Dredgers are to continue dumping at Rame Head
Divers are warning that the dumping of dredged material could spoil diving around an artificial reef off Cornwall.
Diving and tourism businesses say the former Royal Navy frigate HMS Scylla has generated £25m since being sunk in Whitsand Bay five years ago.
But they say the dumping is affecting visibility and seabed habitats.
Environment ministry Defra has licensed the Ministry of Defence to continue dumping from the River Tamar. It said it had given advice on some the issues.
The decommissioned frigate was sunk in a controlled explosion in March 2004 to become Europe's first artificial diving reef. It is 23m (75ft) below the surface in Whitsand Bay.
Devon and Cornwall's Business Council said about 7,000 boat trips had been to the wreck.
However, the new MoD licence will allow it to continue dumping material off the Rame Head disposal site, near Plymouth.
Divers said the dumping was having an effect.
Underwater photographer Dave Peake, who has been diving for 50 years, said he had seen a lot of new silt on sea beds in recent dives.
He said: "It's not completely blanketed, but, in certain areas where there should be cleaner sand, it is polluted with layers of it."
The Scylla was sunk in a controlled explosion
Some diving instructors said recent dumping meant they were not taking parties to the Scylla any more.
Warren Sallis, who runs a diving centre at Pentewan, said: "If the visibility is reduced, then people aren't going to want to go to it.

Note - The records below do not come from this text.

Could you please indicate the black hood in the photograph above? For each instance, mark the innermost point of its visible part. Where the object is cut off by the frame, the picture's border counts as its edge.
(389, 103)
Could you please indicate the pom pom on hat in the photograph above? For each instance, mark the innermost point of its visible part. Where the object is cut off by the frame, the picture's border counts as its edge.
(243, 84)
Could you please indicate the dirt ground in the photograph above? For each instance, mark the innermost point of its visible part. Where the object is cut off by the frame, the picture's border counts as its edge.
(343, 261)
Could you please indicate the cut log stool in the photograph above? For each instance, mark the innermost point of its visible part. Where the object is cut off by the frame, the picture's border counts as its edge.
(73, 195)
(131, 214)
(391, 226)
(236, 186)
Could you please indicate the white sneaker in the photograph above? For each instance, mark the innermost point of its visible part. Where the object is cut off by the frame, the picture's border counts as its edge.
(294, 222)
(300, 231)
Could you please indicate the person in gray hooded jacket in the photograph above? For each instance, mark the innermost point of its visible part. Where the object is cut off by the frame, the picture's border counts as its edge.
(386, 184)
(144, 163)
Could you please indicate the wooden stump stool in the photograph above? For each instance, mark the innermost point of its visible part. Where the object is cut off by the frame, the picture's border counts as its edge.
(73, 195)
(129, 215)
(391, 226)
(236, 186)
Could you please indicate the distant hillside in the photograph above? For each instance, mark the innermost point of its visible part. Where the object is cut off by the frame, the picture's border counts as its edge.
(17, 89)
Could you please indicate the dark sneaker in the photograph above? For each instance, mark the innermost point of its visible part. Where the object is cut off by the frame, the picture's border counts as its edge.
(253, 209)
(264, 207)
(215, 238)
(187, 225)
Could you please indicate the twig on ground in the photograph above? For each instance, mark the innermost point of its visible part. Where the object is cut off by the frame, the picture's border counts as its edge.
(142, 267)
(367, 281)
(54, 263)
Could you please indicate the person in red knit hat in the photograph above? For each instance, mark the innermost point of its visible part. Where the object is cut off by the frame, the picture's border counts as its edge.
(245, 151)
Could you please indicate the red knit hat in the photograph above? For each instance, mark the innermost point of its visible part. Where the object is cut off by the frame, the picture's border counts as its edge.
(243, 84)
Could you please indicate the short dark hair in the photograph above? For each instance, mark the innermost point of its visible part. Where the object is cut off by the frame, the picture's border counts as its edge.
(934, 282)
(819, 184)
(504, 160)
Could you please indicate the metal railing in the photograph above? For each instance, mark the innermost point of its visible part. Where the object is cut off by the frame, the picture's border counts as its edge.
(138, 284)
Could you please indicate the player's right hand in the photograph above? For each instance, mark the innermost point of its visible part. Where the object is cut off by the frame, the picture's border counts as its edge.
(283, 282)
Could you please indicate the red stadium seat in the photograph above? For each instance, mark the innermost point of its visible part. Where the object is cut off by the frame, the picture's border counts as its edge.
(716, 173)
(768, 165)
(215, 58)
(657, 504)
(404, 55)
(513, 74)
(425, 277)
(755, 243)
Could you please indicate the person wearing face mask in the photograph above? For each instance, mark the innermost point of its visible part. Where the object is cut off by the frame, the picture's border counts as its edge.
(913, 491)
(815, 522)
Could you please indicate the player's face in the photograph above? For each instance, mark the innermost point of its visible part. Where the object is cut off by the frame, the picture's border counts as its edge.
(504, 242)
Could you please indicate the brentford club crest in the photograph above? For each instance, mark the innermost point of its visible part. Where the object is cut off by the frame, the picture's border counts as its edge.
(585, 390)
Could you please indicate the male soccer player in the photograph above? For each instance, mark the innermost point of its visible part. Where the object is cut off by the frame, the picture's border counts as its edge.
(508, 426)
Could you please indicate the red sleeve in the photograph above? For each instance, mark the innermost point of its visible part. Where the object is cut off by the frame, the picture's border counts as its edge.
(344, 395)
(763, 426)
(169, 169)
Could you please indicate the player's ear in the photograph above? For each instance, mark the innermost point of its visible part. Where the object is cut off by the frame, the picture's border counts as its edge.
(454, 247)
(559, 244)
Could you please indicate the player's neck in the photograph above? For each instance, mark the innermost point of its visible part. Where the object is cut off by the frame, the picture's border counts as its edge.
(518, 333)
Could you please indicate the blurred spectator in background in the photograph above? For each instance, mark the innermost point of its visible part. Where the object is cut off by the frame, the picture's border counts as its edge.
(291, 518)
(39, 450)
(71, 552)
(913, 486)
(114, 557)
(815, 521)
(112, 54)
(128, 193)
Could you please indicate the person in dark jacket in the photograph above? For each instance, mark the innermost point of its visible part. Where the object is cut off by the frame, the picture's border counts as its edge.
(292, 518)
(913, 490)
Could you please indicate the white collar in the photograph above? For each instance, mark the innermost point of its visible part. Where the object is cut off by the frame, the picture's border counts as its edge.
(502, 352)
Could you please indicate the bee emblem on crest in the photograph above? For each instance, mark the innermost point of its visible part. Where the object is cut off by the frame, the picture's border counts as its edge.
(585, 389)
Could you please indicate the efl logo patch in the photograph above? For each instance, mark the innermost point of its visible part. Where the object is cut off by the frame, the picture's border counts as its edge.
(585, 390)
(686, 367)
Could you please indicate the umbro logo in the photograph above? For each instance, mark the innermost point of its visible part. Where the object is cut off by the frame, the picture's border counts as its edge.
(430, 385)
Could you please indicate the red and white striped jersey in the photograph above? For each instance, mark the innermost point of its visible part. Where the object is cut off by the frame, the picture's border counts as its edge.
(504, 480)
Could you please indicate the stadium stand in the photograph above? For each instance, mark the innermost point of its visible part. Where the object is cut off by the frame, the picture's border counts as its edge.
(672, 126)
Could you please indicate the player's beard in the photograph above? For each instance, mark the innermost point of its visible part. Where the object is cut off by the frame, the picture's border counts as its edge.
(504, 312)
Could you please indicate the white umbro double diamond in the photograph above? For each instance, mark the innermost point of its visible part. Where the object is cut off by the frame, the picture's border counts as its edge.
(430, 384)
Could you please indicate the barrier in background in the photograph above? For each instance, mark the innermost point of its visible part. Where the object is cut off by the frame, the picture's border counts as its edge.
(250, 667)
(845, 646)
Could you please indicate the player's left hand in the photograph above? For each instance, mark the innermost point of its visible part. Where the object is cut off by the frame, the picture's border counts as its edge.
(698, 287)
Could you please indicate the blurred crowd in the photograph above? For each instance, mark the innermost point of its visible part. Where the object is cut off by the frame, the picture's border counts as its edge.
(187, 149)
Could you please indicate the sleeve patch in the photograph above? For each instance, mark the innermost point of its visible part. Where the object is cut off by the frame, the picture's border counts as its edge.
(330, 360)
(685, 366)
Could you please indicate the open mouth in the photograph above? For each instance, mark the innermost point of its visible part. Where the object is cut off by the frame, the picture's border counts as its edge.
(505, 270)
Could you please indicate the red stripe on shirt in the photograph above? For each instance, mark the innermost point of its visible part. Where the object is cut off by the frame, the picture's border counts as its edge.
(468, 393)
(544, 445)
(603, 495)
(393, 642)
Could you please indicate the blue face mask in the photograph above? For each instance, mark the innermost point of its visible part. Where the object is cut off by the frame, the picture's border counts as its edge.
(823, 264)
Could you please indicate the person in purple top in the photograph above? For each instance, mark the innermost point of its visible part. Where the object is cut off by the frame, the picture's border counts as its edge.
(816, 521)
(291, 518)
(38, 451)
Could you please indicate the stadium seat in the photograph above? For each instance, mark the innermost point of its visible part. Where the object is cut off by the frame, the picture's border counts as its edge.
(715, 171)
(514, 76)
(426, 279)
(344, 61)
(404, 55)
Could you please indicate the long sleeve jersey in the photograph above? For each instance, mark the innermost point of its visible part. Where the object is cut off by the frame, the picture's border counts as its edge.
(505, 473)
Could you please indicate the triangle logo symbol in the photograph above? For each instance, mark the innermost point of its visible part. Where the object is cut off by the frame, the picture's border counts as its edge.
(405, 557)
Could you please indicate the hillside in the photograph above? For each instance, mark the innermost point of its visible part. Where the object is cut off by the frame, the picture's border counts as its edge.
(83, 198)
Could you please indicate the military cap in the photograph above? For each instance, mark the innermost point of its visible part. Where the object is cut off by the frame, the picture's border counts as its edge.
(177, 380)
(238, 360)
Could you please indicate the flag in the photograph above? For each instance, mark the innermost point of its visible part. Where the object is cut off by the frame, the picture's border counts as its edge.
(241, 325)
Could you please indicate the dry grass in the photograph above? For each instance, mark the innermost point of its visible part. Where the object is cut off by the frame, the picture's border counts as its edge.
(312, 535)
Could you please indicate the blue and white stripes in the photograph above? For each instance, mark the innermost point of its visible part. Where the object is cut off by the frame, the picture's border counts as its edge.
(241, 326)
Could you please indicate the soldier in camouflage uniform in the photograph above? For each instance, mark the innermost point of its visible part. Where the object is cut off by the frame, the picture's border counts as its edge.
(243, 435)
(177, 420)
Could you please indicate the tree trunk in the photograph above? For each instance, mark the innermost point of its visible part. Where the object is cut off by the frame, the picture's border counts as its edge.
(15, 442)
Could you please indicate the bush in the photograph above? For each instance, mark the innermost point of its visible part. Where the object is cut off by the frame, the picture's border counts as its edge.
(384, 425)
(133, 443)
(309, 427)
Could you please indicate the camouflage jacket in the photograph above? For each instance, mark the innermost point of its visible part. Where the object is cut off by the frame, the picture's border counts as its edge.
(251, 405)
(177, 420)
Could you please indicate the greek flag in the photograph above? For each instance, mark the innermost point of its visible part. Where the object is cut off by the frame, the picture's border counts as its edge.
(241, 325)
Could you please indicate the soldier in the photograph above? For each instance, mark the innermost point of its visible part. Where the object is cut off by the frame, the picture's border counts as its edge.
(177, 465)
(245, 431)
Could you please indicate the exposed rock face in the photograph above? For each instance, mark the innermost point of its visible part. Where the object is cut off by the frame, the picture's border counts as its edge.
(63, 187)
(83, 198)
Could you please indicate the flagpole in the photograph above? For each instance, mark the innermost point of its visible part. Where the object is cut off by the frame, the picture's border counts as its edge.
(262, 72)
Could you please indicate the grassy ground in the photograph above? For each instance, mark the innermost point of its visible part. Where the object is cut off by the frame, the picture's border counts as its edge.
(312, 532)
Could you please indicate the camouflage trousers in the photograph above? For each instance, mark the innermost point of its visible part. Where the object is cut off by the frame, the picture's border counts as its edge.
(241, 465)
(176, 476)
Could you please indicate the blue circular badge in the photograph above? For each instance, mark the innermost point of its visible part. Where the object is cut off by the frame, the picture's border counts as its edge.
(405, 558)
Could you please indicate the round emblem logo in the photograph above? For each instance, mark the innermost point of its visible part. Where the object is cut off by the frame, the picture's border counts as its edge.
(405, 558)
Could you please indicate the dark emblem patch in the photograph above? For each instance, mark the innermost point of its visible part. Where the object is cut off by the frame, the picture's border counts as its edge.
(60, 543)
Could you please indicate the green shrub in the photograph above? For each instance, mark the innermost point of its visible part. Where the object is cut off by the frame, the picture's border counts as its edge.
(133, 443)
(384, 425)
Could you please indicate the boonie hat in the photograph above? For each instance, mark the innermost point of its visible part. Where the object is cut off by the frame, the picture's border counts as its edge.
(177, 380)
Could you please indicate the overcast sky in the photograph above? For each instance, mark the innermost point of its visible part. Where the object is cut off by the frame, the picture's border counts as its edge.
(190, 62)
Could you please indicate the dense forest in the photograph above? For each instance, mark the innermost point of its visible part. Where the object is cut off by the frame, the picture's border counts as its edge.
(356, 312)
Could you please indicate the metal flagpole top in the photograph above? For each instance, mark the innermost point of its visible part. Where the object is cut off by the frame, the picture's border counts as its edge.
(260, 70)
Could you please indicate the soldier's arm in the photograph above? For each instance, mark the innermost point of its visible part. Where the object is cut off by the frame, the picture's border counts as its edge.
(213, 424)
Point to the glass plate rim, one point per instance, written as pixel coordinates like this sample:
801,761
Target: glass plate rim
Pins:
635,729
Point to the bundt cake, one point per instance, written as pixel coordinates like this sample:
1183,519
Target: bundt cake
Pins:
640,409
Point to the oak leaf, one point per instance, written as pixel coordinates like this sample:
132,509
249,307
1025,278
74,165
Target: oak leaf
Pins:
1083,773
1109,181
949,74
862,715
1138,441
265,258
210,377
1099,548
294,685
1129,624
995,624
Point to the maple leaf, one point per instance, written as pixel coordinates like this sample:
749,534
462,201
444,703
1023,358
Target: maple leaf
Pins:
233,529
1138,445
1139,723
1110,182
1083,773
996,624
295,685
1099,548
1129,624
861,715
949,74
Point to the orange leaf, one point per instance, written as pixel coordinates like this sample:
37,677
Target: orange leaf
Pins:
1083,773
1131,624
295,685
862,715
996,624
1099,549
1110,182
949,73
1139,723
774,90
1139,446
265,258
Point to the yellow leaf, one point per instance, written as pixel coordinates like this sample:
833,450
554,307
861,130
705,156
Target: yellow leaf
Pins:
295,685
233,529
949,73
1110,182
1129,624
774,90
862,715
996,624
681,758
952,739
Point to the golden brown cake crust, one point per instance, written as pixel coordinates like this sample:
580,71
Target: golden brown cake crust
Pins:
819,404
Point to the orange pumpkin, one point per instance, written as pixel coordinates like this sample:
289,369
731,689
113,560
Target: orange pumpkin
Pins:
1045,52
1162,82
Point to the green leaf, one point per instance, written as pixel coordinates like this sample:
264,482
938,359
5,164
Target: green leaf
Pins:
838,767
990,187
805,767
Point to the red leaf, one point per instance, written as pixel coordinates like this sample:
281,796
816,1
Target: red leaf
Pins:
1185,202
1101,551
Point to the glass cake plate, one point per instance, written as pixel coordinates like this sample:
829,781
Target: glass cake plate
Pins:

"Normally around that area visibility is 5m to 8m (10ft to 26ft), but now it's down to 2m to 3m (5ft to 10ft), with suspended matter in the water."
In a statement, Defra said that the MoD did not have to give advance warning before it dumped waste.
It added: "Advice was given by Defra at the consultation stage, before HMS Scylla became an artificial reef and diving site, that there would be visibility issues."
The MoD said the River Tamar and nearby harbours had to be dredged to keep channels clear for shipping.